Custom PC, Issue 124

Custom PC Issue 124My well-received four-page column, Gareth Halfacree’s Hobby Tech, continues in this most recent issue of Dennis Publishing’s Custom PC Magazine with a review of the Fuze case for the Raspberry Pi, my progress with uncovering the secrets behind a piece of computing history, and a guide to designing and producing your own custom circuit boards.

First, the review. I’ve already covered the Fuze for Linux User & Developer, with the review scheduled to appear in Issue 133 in print following its early publication to the site, but here I concentrate less on an objective review and more on my subjective experience of the device.

If you haven’t seen it, the Fuze is an all-in-one machine which turns the Raspberry Pi from a bare circuit board into a fully-fledged microcomputer complete with built-in keyboard. Designed to evoke nostalgia for Acorn’s original BBC Micro, the metal chassis is well-made and includes a prototyping area at the top for constructing circuits which connect through a bundled buffered general-purpose input-output (GPIO) interface board.

Designed primarily for education, the Fuze is expensive – thanks largely to its creator’s focus on local manufacturing coupled with the inclusion of numerous electronic components and handy educational project guides – but undeniably impressive. Some issues I ran into while I was writing both features have since been addressed, following an extremely productive phone-call with the Fuze’s inventor, and it has become my go-to device when I need to do some work with a Pi.

For the regular vintage computing section, something a bit special.
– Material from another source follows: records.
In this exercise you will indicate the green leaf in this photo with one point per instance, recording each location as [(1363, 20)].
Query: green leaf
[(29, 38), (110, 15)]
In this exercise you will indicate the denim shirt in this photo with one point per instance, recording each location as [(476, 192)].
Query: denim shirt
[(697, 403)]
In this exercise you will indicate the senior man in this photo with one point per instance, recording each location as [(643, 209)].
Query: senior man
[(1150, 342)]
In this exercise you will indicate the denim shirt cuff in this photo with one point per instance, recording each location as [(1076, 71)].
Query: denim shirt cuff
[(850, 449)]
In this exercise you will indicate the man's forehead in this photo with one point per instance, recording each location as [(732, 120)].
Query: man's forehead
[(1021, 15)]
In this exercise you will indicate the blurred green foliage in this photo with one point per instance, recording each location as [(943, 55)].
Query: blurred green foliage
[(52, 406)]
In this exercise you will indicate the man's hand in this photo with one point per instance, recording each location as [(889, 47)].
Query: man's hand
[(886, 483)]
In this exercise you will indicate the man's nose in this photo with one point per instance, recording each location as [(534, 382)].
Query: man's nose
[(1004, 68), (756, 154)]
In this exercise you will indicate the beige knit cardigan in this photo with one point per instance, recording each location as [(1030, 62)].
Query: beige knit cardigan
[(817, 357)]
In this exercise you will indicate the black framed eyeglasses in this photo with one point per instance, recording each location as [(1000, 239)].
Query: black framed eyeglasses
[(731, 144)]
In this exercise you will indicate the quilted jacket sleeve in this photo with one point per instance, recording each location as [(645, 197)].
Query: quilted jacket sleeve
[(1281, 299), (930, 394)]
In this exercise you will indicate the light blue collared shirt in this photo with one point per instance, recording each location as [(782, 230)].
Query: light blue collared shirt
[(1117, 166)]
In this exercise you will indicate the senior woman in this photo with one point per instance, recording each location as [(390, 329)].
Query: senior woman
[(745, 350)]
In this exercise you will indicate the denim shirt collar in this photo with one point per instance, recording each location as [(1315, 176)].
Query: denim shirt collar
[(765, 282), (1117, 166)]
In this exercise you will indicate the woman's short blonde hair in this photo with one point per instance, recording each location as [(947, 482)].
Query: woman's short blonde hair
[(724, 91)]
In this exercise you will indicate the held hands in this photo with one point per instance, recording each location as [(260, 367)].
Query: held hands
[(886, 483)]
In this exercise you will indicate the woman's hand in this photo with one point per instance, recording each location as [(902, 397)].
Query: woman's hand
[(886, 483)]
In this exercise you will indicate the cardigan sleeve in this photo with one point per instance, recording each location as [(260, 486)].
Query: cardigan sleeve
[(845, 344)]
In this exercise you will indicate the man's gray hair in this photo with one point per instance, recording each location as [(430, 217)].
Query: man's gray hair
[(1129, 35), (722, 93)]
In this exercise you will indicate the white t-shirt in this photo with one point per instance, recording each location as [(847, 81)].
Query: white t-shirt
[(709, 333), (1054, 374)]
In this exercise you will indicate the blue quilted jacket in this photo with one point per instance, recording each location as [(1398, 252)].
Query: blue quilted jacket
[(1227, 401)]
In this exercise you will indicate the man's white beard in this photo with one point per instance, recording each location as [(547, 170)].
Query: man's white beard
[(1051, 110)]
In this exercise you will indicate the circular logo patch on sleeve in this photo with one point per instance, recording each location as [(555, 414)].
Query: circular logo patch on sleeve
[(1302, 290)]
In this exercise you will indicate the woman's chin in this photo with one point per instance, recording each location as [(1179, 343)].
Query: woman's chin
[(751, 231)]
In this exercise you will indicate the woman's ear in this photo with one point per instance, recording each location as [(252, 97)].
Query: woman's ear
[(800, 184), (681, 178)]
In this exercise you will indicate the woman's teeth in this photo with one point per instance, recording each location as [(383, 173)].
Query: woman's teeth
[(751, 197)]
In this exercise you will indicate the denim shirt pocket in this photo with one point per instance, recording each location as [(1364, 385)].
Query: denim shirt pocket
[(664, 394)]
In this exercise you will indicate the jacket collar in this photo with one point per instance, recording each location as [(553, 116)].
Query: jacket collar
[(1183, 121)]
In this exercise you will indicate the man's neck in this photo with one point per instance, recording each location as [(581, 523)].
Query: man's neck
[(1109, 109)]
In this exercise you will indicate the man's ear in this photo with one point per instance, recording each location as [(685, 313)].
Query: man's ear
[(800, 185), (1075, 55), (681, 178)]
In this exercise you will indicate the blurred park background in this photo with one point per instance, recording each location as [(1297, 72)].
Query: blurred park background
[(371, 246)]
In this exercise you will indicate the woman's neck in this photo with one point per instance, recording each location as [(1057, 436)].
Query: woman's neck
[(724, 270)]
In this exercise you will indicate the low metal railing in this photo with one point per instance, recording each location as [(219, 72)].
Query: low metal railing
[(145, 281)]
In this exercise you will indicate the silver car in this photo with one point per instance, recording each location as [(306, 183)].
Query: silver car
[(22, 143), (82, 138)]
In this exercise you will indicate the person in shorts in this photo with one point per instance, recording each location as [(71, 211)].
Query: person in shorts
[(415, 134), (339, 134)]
I recently helped out at the Wuthering Bytes festival in Hebden Bridge, which was organised by my friend Andrew Back – among others. I picked up something special from Andrew: an LJ Electronics Tina microcomputer, something computing museums around the world have scratched their heads over. Ex-RAF, the device appears to be a teaching system – but includes break-outs for everything from the keyboard to the TTL-level display, and built-in software including BASIC, assembler, telecommunications and even a machine-code monitor.

I’m currently working to restore the machine, and to find out some more about its history. The company which created it still exists – as LJ Create, rather than LJ Electronics – so they’re my next port of call. Unfortunately, one of the ROM chips – the one which holds the machine code monitor – is corrupt, but Andrew also gave a second machine to a friend of ours, so I’m hoping to get a clean dump and finish restoration in the near future.

Finally, a tutorial on designing your own printed circuit boards. Based on my experiences making the Sleepduino, an Arduino compatible night-light and white-noise generator, I walk the reader through using freely available software and cheap commercial PCB printing services in order to build custom devices. My software of choice is Fritzing; while it has its detractors, who quite rightly point out it’s relatively restricted and somewhat slow, it’s a lot easier to get started with than any other cross-platform PCB design tool.

All this, plus a bunch of other interesting stuff which I didn’t write, can be found at your local newsagent, supermarket, or on the digital nets via services like Zinio.